Frequently Asked Questions


  1. Is this really Norway's largest telescope?
    This is the largest research-grade optical telescope in Norway, as far as the author is aware of. However, it is possible that there may be Dobsonian telescopes with apertures larger than 62 centimetres. Large Dobsonians with quality optics are  great for visual use, but not for astrophotography, spectrography and photometry.

  2. Isn't it crazy to build such a big telescope in southwest Norway where it rains so much, and when it isn't raining, the sky is usually cloudy during the dark winter?

  3. Is it possible to see anything through the telescope when it is cloudy?

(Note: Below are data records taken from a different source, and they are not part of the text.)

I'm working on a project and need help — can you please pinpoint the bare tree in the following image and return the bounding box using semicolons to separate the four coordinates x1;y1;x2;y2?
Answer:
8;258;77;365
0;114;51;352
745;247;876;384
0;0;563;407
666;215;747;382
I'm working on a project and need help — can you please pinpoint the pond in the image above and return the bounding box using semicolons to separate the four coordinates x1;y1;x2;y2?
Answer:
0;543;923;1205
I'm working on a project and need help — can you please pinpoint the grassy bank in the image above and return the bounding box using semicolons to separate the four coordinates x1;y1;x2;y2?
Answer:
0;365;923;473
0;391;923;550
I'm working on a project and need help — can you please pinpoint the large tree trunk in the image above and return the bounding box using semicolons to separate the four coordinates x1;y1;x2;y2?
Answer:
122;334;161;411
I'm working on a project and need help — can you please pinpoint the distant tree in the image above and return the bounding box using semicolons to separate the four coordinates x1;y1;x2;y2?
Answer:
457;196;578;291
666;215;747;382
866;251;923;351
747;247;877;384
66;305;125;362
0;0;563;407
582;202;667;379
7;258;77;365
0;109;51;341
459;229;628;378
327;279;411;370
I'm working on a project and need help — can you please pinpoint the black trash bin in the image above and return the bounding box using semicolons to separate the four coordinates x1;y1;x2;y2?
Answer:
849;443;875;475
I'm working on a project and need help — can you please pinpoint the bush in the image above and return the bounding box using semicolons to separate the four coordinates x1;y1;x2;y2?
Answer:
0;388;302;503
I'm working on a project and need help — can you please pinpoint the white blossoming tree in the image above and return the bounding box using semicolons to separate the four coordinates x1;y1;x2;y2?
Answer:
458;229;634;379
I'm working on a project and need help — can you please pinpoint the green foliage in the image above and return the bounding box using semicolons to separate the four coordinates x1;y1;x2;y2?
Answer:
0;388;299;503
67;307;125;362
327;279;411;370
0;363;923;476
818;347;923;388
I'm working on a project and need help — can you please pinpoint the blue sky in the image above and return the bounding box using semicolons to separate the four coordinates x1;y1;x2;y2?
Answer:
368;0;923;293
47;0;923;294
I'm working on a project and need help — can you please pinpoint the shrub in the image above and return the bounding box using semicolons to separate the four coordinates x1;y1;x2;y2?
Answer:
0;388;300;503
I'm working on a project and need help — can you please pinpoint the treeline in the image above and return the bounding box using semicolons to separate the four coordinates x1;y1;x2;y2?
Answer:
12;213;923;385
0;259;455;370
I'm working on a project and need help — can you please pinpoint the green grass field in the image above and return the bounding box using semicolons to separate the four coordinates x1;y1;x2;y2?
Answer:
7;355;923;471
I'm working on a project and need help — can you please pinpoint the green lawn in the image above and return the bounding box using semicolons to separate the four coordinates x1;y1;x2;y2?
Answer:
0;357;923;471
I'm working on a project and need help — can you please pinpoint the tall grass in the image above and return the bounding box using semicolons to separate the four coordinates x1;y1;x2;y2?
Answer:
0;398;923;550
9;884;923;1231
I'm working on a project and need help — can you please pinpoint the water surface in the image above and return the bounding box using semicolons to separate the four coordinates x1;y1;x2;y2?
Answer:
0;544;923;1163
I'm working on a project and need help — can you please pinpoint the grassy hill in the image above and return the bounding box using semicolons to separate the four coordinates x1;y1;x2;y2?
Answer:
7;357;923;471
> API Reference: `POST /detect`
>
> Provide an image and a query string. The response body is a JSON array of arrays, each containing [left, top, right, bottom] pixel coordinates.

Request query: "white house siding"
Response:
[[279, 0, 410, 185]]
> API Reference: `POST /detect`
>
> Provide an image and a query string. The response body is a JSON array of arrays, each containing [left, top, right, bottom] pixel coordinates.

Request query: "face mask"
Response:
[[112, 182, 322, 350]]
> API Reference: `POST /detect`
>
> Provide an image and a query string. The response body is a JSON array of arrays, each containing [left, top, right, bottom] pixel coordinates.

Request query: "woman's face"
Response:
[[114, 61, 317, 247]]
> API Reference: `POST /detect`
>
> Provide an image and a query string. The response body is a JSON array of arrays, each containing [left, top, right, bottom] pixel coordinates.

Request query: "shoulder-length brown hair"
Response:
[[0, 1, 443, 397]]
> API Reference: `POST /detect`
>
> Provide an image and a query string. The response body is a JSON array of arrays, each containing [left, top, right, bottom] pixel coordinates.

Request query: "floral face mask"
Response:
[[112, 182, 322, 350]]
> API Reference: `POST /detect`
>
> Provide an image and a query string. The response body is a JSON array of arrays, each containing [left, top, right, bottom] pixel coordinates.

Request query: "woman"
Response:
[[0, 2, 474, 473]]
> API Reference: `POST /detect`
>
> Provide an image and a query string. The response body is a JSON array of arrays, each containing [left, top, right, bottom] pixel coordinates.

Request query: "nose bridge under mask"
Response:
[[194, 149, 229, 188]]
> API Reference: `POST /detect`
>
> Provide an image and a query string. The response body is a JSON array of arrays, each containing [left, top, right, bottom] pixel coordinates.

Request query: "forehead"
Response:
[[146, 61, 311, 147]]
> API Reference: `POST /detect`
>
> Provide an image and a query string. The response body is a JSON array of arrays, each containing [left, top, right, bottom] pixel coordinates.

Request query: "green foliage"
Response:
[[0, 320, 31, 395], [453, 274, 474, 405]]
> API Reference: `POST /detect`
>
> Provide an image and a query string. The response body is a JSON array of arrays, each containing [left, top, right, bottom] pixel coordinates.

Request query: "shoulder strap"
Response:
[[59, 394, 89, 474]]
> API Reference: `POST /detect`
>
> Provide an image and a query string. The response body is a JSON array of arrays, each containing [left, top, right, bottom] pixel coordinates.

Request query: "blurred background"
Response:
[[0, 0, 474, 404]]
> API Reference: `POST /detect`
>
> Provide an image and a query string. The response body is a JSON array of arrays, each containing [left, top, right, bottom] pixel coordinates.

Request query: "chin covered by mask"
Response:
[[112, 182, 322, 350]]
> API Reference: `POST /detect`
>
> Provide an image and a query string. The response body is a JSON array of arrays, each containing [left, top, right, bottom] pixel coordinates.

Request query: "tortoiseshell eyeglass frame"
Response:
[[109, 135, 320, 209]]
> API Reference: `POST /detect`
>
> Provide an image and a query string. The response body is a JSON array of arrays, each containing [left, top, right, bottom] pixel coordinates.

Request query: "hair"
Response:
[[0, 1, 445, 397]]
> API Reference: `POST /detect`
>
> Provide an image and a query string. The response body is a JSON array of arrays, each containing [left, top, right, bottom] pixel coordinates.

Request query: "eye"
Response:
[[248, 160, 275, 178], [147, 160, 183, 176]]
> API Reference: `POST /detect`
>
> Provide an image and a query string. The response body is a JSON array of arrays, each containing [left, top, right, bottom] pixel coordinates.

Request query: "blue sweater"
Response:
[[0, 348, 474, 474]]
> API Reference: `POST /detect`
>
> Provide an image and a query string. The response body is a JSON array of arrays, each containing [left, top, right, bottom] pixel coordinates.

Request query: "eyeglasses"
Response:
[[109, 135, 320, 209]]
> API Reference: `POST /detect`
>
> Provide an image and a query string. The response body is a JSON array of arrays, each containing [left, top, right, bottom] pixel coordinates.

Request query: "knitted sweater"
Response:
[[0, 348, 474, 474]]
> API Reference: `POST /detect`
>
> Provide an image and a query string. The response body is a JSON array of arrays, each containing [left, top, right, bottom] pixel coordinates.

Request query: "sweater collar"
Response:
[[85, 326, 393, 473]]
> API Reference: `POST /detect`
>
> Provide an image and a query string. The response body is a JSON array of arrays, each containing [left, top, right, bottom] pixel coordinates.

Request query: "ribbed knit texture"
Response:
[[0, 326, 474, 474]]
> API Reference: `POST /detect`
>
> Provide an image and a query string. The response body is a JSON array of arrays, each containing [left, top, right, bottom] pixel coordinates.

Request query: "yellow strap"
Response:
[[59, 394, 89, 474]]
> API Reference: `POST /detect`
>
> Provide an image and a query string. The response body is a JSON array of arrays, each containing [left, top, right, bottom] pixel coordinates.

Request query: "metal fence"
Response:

  4. When will you finish the optics?
    When they have obtained an extremely high paraboloid surface accuracy ;-) Presently, in April 2021, Ronchi and Focault tests show a good spherical figure on the primary mirror. Reduced polishing tool pressure is required on this type of cellular mirror to avoid print-through of support ribs. Producing a good sphere and eliminating pits therefore requires longer polishing sessions. After three more hours of cerium oxide, the surface should be ready for parabolizing. 
  5. Is the observatory open to the public?
    It is unfortunately not a public observatory. However, one can use the contact page to find out if it is possible to receive an invitation.
  6. Why is there no national research-grade observatory in Norway with a telescope larger than 62 centimetres (24 inch)?
    There are no gigantic telescopes in Norway because of poor atmospheric conditions: too much light, too often cloudy, too much turbulence, too much humidity, too much aurora, too high geographic latitude.
    Atmospheric conditions in Norway are not optimal for research in optical astronomy. Mainland Norway extends from 58 to 71 degrees of latitude. This precludes dark night skies during the summer months. Though winter skies are dark, they are often overcast. When skies are clear north of 65 degrees, the aurora may interrupt long exposures. Even crystal clear skies are often plagued by high-altitude turbulent air because of the jet stream. High latitudes are rarely suitable for large optical telescopes. That is why the world's largest telescopes are located at low latitudes but high altitudes, in dry mountain deserts: Atacama in northern Chile, Mauna Kea in Hawaii, volcanic summits in the Canary Islands, in Australia and South Africa. The goal is to have as little air and moisture over the observatory as possible. However, one advantage of the Norwegian skies is that the air is very transparent. There is little dust.
  7. Why does a Cassegrain optical system need a field corrector lens?
    Cassegrain optics produce a curved focal plane. Even the prime focus is curved. This is negligible when one uses only the central part of the field, as when using a planetary camera with a small imaging chip. It is a problem when one uses a large CCD chip such as the Kodak KAF-16803 with imaging area: 36.8 x 36.8mm (1359 sq mm). Without a focal plane flattener (field corrector lens) the inner part of the field is in focus when the outer part is not, and vice-versa. A field corrector placed at the correct distance from focus flattens the focal plane.
  8. Why is the telescope mount so massive (550 kg) ?
    A steady mount is a heavy mount. If possible, mounts should be designed to carry twice the required equipment load.
  9. Why is it called Dinium?
    Because of my day-job, marine palynology; the paleontology of fossil microplankton. Dinium is a common suffix used in the names of dinoflagellate genera, for example, Ctenidodinium, Spinidinium, Palaeoperidinium and MANY more. Fossil dinoflagellates are very common in sedimentary rocks, especially rocks that began as fine-grained sediments deposited in an open marine environment. Dinoflagellates have existed for over 240 million years, so they are used to map sedimentary rocks from the Triassic to the present over the entire planet.